Ok, I didn't care for The Orville at first but it has grown on me. It's basically Star Trek TNG. I was just curious why they pretty much cloned the show but left out transporters? I wonder if we'll ever see an Orville version of transporter technology?

Transporters? No way, please. "Orville" has been astute with its lack of them to propel suspense and drama where needed. It kept me on the edge of my seat anyway, and am hoping it did for many - to get people invested in the characters and situations instead of having maguffins and magic wands circumvent. That is part of the charm of this show, it avoided the runaround - transporters could make it easy to get out of a rough situation and having parts of the ship blow up every week to prevent their operation would not be good. To the point of my sitting there in one episode and thinking "If they had transporters, people wouldn't be sitting here thinking 'how are they going to get out of this? That'd be a cheat, glad they did it this way instead!'")

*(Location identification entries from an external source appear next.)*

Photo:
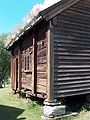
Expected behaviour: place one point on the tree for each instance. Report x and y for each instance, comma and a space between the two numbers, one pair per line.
4, 60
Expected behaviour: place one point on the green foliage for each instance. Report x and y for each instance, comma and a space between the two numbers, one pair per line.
4, 59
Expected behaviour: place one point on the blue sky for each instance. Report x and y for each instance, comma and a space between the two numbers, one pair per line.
13, 11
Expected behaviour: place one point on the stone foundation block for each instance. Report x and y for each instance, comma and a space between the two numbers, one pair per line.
54, 111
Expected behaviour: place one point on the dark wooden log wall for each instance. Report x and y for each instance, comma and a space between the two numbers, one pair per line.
72, 51
41, 59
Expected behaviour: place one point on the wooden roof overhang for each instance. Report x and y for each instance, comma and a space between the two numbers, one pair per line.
46, 14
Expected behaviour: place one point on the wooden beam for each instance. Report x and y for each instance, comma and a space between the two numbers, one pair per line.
34, 65
19, 64
50, 63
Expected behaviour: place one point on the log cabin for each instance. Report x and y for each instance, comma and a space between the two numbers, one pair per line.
51, 57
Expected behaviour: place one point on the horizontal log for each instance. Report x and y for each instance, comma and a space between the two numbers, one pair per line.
56, 78
70, 82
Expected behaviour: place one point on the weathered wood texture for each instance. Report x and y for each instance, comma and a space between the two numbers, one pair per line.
27, 49
41, 59
72, 51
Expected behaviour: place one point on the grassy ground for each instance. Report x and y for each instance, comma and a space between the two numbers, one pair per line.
14, 108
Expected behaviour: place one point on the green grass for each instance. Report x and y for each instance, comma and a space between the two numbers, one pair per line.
14, 108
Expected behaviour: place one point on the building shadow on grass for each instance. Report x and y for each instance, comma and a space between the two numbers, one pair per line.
10, 113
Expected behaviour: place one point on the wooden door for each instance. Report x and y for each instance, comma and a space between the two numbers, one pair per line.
14, 73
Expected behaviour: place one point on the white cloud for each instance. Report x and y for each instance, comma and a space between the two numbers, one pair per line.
48, 3
37, 8
32, 15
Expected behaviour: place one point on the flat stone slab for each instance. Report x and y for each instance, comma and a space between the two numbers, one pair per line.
60, 117
54, 111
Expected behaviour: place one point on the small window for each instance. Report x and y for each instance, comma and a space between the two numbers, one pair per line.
26, 63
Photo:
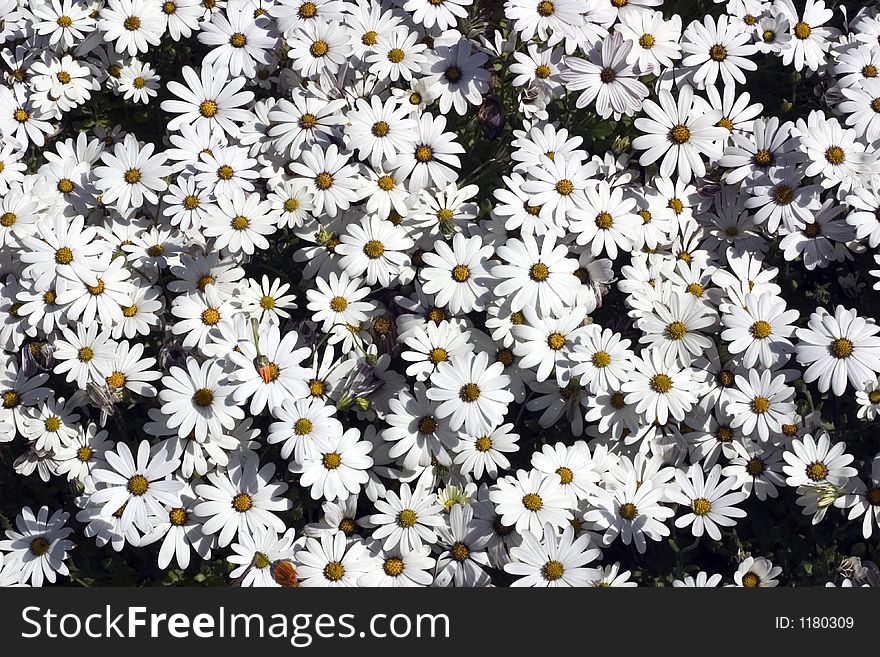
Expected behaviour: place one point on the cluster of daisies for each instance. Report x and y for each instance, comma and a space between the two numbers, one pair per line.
373, 299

Season 1, to me, feels closer to TOS in spirit. Season 2 definitely has more consistent TNG vibes but in a season 4 sense (thankfully not for seasons 1, 5 or 6). While I adore both Orville seasons, season 1 just has the extra action, adventure, suspense, and juggled, innovated sci-fi ideas that I didn't expect coming and rewatching made the curveballs easier to see since they were leading people on through the expected stuff and then threw the curveball. 2D space, Pria (for both time travel revelation of crew fate and "dark matter") instantly come to mind, but references, homage, influence, etc, are all more for a separate thread.

But I do say "in spirit". Like Discovery (aka "DSC", "Disco", "STD", or whatever), these characters often feel like humanity has been stagnant since the year 2007. Whereas TOS and TNG clearly showed human mannerisms having shown evolutionary traits (even if Gene wanted TNG humans to be proto-Vulcans - which is good for niche sci-fi but not when toeing the line between sci-fi for genre-heavy audiences and casual viewers). Otherwise, they'd all say nothing more than "grunt, me Og" and it's be no less germane.

Then again, Dave Lister is said to be from the 23rd century and he's written like a late-80s laddish scoucer for every episode so I'm doubtlessly reading into things waaaaaaaay too much. At least "Orville", like "Red Dwarf", holds its own both as sci-fi... and as sci-fi parody, which makes the use of contemporary dialect in a show set centuries or more into the future easier to swallow and makes suspension of disbelief that much easier. I wonder when XIII will start filming, it was greenlit back in December, but I digress...

I don't think "Orville" would not be well-served with transporter technology. How they get people into hot water... then out again... has consistently been handled impressively well.